The bill expands access to whole-home repairs for low-income homeowners and supports small landlords and local implementers to improve housing safety and accessibility, but it raises federal costs, creates administrative burdens and eligibility confusion, and leaves tenants of larger landlords less served.
Low-income homeowners and owner-occupants (those at or below 80% AMI or 200% FPG) can get whole-home repairs that address safety, accessibility, and energy efficiency, enabling healthier and safer living conditions and reducing costly future repairs.
Renters in assisted or repaired units can see improved habitability and accessibility when implementing organizations make upgrades, which can directly improve health and safety for tenants.
Smaller landlords (owners of fewer than 10 properties or ≤50 units with a majority affordable) can receive forgivable loans to complete repairs, lowering financial barriers to maintaining safe, affordable rental housing.
Taxpayers or the federal budget could face increased costs if many households and properties qualify for repairs and forgivable loans, raising deficit or funding-allocation concerns.
Implementing organizations (state/local agencies and nonprofits) will face administrative complexity and heavy eligibility-verification burdens (income tests, ownership proof, certifications), which could delay repairs reaching households.
Owners of larger portfolios (≥10 properties or >50 units) are excluded from some benefits, leaving tenants of bigger landlords potentially stuck in substandard housing and reducing the program's reach.
Based on analysis of 3 sections of legislative text.
Establishes a HUD pilot to fund whole-home repairs for eligible homeowners and loans/forgivable loans to small landlords with tenant protections and accessibility requirements.

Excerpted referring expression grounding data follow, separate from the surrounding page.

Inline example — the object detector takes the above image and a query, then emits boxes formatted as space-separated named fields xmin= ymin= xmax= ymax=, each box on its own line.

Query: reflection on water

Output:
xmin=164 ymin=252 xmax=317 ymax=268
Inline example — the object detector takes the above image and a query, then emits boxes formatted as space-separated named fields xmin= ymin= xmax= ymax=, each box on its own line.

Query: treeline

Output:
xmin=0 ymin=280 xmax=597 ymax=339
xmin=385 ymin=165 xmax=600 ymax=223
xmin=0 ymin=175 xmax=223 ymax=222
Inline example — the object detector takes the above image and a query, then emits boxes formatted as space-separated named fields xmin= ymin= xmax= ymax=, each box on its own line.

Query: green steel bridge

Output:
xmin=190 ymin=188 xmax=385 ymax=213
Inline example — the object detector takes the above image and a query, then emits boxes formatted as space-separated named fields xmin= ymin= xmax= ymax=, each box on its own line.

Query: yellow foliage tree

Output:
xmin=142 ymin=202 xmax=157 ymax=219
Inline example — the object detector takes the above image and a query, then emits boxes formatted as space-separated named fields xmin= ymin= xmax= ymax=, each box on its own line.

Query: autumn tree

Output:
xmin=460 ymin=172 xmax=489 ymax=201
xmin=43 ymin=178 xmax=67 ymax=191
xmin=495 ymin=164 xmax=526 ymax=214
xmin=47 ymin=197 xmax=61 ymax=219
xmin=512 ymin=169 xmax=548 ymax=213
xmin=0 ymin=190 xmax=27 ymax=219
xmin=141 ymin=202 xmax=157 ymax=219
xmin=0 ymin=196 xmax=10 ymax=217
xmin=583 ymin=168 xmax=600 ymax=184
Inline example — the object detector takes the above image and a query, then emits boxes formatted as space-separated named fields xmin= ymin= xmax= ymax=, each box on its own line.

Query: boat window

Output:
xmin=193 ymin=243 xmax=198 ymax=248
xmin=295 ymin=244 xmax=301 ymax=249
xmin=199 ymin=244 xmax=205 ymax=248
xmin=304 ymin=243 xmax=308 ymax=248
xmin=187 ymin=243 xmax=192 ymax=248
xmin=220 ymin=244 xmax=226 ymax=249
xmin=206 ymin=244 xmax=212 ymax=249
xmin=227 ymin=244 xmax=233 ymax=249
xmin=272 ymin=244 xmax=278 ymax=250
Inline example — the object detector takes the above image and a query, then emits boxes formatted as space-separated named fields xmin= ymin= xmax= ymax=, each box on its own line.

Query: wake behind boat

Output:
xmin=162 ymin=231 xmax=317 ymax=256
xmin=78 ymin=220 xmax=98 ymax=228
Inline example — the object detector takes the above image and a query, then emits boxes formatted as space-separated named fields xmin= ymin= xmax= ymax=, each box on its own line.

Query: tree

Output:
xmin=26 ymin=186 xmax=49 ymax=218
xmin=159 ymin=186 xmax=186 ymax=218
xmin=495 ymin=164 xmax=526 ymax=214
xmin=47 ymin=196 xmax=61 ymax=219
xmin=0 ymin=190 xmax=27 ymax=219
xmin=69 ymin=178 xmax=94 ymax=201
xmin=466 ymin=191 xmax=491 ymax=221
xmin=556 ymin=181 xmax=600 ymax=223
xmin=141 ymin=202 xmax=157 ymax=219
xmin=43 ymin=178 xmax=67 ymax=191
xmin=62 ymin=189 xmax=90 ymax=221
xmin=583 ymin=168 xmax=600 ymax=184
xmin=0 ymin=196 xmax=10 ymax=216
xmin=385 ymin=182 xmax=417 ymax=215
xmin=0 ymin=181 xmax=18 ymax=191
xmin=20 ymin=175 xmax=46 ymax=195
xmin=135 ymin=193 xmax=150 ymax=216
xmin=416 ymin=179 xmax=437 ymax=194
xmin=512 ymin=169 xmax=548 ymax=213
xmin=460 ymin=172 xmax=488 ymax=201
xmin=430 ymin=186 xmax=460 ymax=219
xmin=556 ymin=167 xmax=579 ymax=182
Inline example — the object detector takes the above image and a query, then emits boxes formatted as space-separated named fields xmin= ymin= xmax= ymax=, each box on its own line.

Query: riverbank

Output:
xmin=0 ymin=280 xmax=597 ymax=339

Introduced January 16, 2025 by John Karl Fetterman · Last progress January 16, 2025
Creates a HUD-run pilot grant program to pay for "whole-home" repairs for income-eligible owner-occupants and to provide loans (including forgivable loans) to small landlords who agree to tenant protections. Grants go to homeowners; implementing organizations make loans or forgivable loans to eligible landlords and must follow accessibility and civil-rights rules. The Secretary must set up the pilot within one year. Implementing organizations will set per-unit funding limits that reflect local costs, monitor completion and repayment, may use up to 10% of funds for workforce training and up to 10% for admin, and must coordinate with other federal, state, and local home-repair programs.